Entweder sind die beiden vor uns total abgebrüht oder sie sind ohne jegliche Sprachkenntnisse, verstehen nicht, was man von ihnen erwartet. Ich nehme die zweite Variante an, versetze mich in deren Lage. Könnte mir auch irgendwo in der Fremde so ergehen, dass ich ohne schlechte Absichten zu haben, etwas falsch mache. Der Kontrolleur erscheint erneut beim Ehepaar, drückt ihm kommentarlos die Bons mit Überweisungsträger in die Hand. Ich erhebe mich und sage zum Kontrolleur: „Warum machen Sie das, wie soll das so weiter gehen?“
Keine Antwort. Er geht zurück zu seinen Kollegen.
Jede Station 80 Euro, also 2 X 40 Euro, geht mir durch den Kopf. Bis zum Hamburger Hauptbahnhof sind es dann schnell mal 1000 Euro überschlage ich. Ich stehe auf. Gehe zu den drei Männern, die erbarmungslos das tun, was sie für ihre Pflicht halten.
„Warum machen Sie das? Wissen Sie, ob die beiden überhaupt Deutsch verstehen?“
„Die verstehen genug Deutsch, das wissen wir genau.“
„Woher wollen Sie das wissen? Kennen Sie die beiden?“
„Nein, aber das wissen wir. Wollen Sie immer höhere Fahrpreise zahlen, weil die da nie bezahlen wollen?“
„Ich verstehe ja, was Sie meinen. Aber, wenn die kein Deutsch verstehen, können Sie ihnen hundert Mal erzählen, dass sie aussteigen müssen, um sich eine Karte zu kaufen. Es wird nichts nützen.“
Station Neukloster Hedendorf liegt gerade hinter uns. Die „Schwarzfahrer“ bekommen keinen neuen Zettel. Ich gehe zu den beiden und frage: „Verstehen Sie Deutsch?“ Keine Regung, kein Zeichen des Verstehens.
„Sie verstehen kein Deutsch, “ sage ich laut. Ein Junge zwei Sitzbänke weiter teilt meine Vermutung mit gebrochenem Deutsch.
Ich setze mich wieder. Die Kontrolleure beobachten mich aus dem Augenwinkel. Nächste Station Buxtehude. Sie verlassen das Abteil. Die „Schwarzfahrer“ bleiben sitzen, als hätten sie nur Werbezettel für ein Kino oder eine Schnellrestaurantkette bekommen.
Fischbek, Neugraben, Neuwiedenthal, Heimfeld. Sie sitzen immer noch dort. Einmal unterbricht das Telefon ihr Schweigen, der Mann spricht wieder in einer mir unbekannten Sprache. Harburg Rathaus. Ich blicke über den Bahnsteig. Als ich den Blick wieder zurück ins Abteil wandte, waren sie weg. Ich habe ihren Abgang nicht bemerkt.
„Oh, sie sind weg!“
„Hast du das nicht gesehen? Weiß nicht, so frech wie die Frau gelacht hat, man konnte fast meinen, dass sie sich über die Situation lustig gemacht hat. Vielleicht war das eine Masche von ihnen.
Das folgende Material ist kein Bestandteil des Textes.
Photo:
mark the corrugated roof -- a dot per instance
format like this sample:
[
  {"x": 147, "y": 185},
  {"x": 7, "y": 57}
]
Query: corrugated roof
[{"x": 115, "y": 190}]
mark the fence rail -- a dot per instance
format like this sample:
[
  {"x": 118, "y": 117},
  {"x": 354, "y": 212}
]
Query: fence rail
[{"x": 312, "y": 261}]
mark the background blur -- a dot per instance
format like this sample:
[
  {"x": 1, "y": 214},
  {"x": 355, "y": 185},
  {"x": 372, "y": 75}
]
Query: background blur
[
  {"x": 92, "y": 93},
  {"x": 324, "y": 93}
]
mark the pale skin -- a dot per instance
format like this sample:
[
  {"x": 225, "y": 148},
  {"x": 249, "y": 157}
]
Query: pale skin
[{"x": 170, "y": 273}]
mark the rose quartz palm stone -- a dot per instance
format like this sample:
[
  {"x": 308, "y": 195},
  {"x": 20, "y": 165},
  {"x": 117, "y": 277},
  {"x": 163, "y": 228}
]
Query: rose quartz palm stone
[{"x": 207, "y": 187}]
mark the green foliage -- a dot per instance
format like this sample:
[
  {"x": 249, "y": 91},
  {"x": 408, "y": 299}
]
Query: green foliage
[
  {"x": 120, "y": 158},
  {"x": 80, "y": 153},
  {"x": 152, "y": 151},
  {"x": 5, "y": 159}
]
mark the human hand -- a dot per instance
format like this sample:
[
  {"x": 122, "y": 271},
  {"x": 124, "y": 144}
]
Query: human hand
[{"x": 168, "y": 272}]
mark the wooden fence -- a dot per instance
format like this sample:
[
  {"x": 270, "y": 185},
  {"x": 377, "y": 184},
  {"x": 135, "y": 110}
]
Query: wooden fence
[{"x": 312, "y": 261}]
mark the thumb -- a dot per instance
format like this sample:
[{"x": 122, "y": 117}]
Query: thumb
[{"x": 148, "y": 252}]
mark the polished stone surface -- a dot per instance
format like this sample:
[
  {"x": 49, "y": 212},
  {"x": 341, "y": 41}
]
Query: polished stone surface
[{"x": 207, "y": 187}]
Das könnte ich überhaupt nicht leiden.“
„Kann schon sein, aber so, wie die drei Kerle sich aufgeführt haben, schien es ja fast schon so, als bekämen sie für jeden Überweisungsträger, den sie ausgeben, ein Kopfgeld.“
Nein, dachte ich, ich möchte niemals, dass mir so etwas passiert in einer Situation, in der ich weder die Sprache noch die Regeln meiner Umgebung beherrsche.